Generico novembre 2020

“La città di Catanzaro – ha elencato il sindaco Abramo – dispone nell’ospedale Pugliese di 56 posti Covid con 46 di subintensiva e 16 + 6 di intensiva, mentre il policlinico Mater Domini ha disponibilità fino a oggi di 36 posti di cui 10 subintensiva e 6 di intensiva. Quindi con un totale di posti di terapia intensiva pari a 28. In questi giorni si sono registrati numeri di contagio che rischiavano di collassare il sistema. Si è avvertito quindi la necessità di un maggiore coordinamento tra le Asp, in base anche all’ultima ordinanza emanata dal vicepresidente della Regione Spirlì. Come sapete nell’ordinanza era stata inserita anche Villa Bianca che però al momento, fino a quando non saranno effettuati i lavori, non sarà disponibile per i posti Covid. Abbiamo rimediato in altro modo. Vibo Valentia per la prima volta ha dato disponibilità di inserire nell’ospedale 36 posti Covid con 2 subintensive e 8 di intensiva, che si aggiungono quindi ai 28 già attivati. Tropea ha dato disponibilità di 22 posti che possono essere anche attrezzati come subintensive. Lamezia Terme ha dato disponibilità di 30 posti, di cui 6 di subintensiva. Crotone che oggi ha 32 posti Covid ne prevede 3 di intensiva.  Il totale risulta essere di 233 posti Covid nell’area centrale della Calabria, di cui 86 subintensiva e 39 di intensiva, già a partire da domani”.

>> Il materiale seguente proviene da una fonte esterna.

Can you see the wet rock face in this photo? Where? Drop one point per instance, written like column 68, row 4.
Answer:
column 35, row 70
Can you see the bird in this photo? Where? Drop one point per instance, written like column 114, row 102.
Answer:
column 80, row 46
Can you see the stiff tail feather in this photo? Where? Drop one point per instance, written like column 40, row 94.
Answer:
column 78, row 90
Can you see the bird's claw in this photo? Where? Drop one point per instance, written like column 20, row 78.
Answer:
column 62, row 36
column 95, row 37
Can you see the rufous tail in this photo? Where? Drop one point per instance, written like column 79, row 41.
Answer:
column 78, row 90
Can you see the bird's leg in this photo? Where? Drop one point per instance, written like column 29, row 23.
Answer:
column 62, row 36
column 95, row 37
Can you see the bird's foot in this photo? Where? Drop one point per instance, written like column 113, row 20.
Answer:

“Questo – ha continuato Abramo – consente di trasportare degenti Covid  che sono in questo al momento al Pugliese nelle altre strutture. La rete ci consentirà anche di utilizzare meglio il sistema del 118, che attualmente porta tutti i malati al Pugliese e dopo eventualmente trasferiti alla Mater Domini. Al momento in cui arriva la chiamata, e il malato non necessita di intensiva, può essere distribuito sull’area centrale della Calabria. Non si è discusso solo di posti Covid. Ricordo che per la Calabria erano stati previsti 200 postazioni Covid di intensiva di cui il 30% per l’area centrale della Calabria, quindi circa 80 posti. Siamo vicini a quanto previsto dal piano”.

“Non si è parlato solo di posti Covid – ha aggiunto il sindaco di Catanzaro -, ma anche di pronto soccorso e dei laboratori diagnostici. Per cui entro stasera sarà pronta l’ordinanza per dare possibilità a 8 laboratori privati di aprire nell’immediato e di fare tamponi in tutta la Calabria, senza dovere passare attraverso la vidimazione delle strutture pubbliche. Ho fatto inserire anche alcune cliniche private che potrebbero utilizzare i propri laboratori interni, per personale e degenti, come da loro richiesto. Inoltre per le scuole hanno aderito al bando che è stato pubblicato dall’Asp di Catanzaro 21 infermieri che verranno distribuiti nel sistema scolastico della provincia. Quindi la scuola che avrà necessità di effettuare tamponi avrà a disposizione un infermiere dedicato. Contemporaneamente ho chiesto che vengano distribuiti i tamponi veloci che sono in questo momento a disposizione dalla Protezione Civile, per iniziare gli screening nel sistema scolastico. La distribuzione eviterà tra l’altro di evitare il trasferimento a Lamezia della Psichiatria dal Pugliese”.

Questi sono i dati così come elencati da Abramo, che ha anche svolto un’amia ricognizione della situazione generale della sanità in Calabria, nelle ore che precedono l’annuncio del nuovo commissario che l’avrà in gestione, anche alla luce di quanto discusso tra i sindaci e il premier Conte a Palazzo Chigi nei giorni scorsi. Il sindaco di Catanzaro ha particolarmente insistito sulla necessità di una profonda revisione del meccanismo di finanziamento del sistema sanitario regionale, finora basato sulla spesa storica, che penalizza in modo irrimediabile il sistema sanitario calabrese. Così come è da rivedere la ripartizione dei fondi tra le diverse Asp e Aziende ospedaliere, nelle quali al diverso impegno in termini di quantità e qualità delle prestazioni – come capita per l’ospedale Pugliese – non corrisponde il giusto riconoscimento finanziario.